How does eG Enterprise Monitor Google Chromebooks Group?

eG Enterprise collects metrics from the Google Chromebooks Group in an agentless manner only - i.e., using an eG remote agent deployed on any Windows/Linux host/VM in the environment. This agent makes REST API calls to Chrome Management Telemetry API to monitor the operation and health of devices running ChromeOS within the Google Workspace console. In order to collect the performance metrics, the following pre-requisites should be fulfilled:

  • Ensure that the ChromeOS devices to be monitored are bundled with Chrome Enterprise Upgrade or Chrome Education Upgrade license offered as part of ChromeOS device management.

  • To connect to the Google Workspace, the eG agent should be configured with name of a private key file of a service account. For this purpose, first, you need a service account with the following roles in the target project.

    • Compute Viewer

    • Monitoring Viewer

    • Cloud Asset Viewer

    If the service account with the mentioned roles already exists in the project, administrators can use the existing service account. If not, administrators should create a service account using the steps explained in the Creating a Service Account section

  • Once the service account is created, download the private key file of the service account. The steps for doing this are given in the Downloading Service Account Key section

  • To collect metrics from the Chrome devices, you need to enable the following service APIs:

    • Admin SDK API

    • Chrome Management API

    To know how to enable the APIs, refer to Enabling Service APIs.

  • The service account should be assigned with an admin role to monitor the target devices. To know how to create the admin role, refer to Creating an Admin Role. To know how to assign the role to the service account, refer to Assigning Admin Role to Service Account.

  •  

  • Determine the Customer ID of the organization to which the target Google Chromebooks Group belongs to. A customer ID is a unique identifier assigned to each organization in the Google Workspace environment when customers sign up for Google Workspace services. The customer ID is a string of characters that uniquely identifies the Google Workspace account and used by Google to distinguish an organization from others. To enable the eG agent to communicate with the devices in the target Google Chromebooks Group and make the REST API calls, the eG tests executed by the eG agent should be configured with the customer ID assigned to the organization to which the Google Chromebooks Group is mapped to. To know how to obtain the customer ID, refer to Determining the Customer ID section

Creating a Service Account

The first step to configure the eG agent to monitor the Google Cloud is to create a service account with the following roles in the target project.

  • Compute Viewer

  • Monitoring Viewer

  • Cloud Asset Viewer

To achieve this, follow the steps below:

  1. Log on to the Google Cloud console by using an Google Cloud account.
  2. If you have multiple projects, select the project where you want to create the service account from the project selector drop down menu (see Figure 1).

    Figure 1 : Selecting a project

  3. Click the menu icon on the top left corner of the console, then select the Service Accounts option from the IAM & Admin tree in the left-side navigation menu as shown in Figure 2.

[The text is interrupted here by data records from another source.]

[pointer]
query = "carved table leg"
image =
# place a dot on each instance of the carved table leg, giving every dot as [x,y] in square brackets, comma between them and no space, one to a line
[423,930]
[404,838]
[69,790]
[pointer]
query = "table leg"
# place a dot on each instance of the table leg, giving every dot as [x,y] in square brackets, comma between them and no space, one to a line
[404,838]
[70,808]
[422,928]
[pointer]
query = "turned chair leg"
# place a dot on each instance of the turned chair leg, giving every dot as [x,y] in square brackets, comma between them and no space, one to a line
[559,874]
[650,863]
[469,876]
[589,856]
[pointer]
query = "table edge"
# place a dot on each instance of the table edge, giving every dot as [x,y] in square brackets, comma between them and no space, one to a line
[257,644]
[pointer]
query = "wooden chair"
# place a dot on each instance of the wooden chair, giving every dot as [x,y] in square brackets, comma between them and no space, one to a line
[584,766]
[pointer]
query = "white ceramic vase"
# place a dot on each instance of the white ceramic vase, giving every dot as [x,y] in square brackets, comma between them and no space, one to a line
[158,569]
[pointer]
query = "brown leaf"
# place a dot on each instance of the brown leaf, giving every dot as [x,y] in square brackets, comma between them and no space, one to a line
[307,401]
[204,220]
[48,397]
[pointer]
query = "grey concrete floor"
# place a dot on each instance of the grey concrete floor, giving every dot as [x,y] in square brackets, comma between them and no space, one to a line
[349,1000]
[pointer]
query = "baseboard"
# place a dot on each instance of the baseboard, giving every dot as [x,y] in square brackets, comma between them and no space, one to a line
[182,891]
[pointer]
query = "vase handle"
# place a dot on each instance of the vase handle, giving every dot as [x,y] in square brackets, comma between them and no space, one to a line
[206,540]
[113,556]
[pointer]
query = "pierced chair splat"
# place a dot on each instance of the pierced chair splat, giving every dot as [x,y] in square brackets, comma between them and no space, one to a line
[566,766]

    Figure 2 : Selecting the Service Accounts option from the IAM & Admin tree

  4. Selecting the Service Accounts option will invoke the Service Accounts page where you can view the list of service accounts (if any) created for the chosen project. In this page, click the Create Service Account button as shown in Figure 3.

    Figure 3 : Creating a service account

  5. Enter a name for the service account, and optionally, provide a description in as shown in Figure 4. Next, click the create and continue button to proceed to the next step.

    Figure 4 : Configuring details for the service account

  6. Next, you will be prompted to grant permissions to the service account (see Figure 5) in the Grant this service account access to project section. To the monitor the services in the project, the service account should be created with Compute Viewer, Monitoring Viewer, and Cloud Asset Viewer roles.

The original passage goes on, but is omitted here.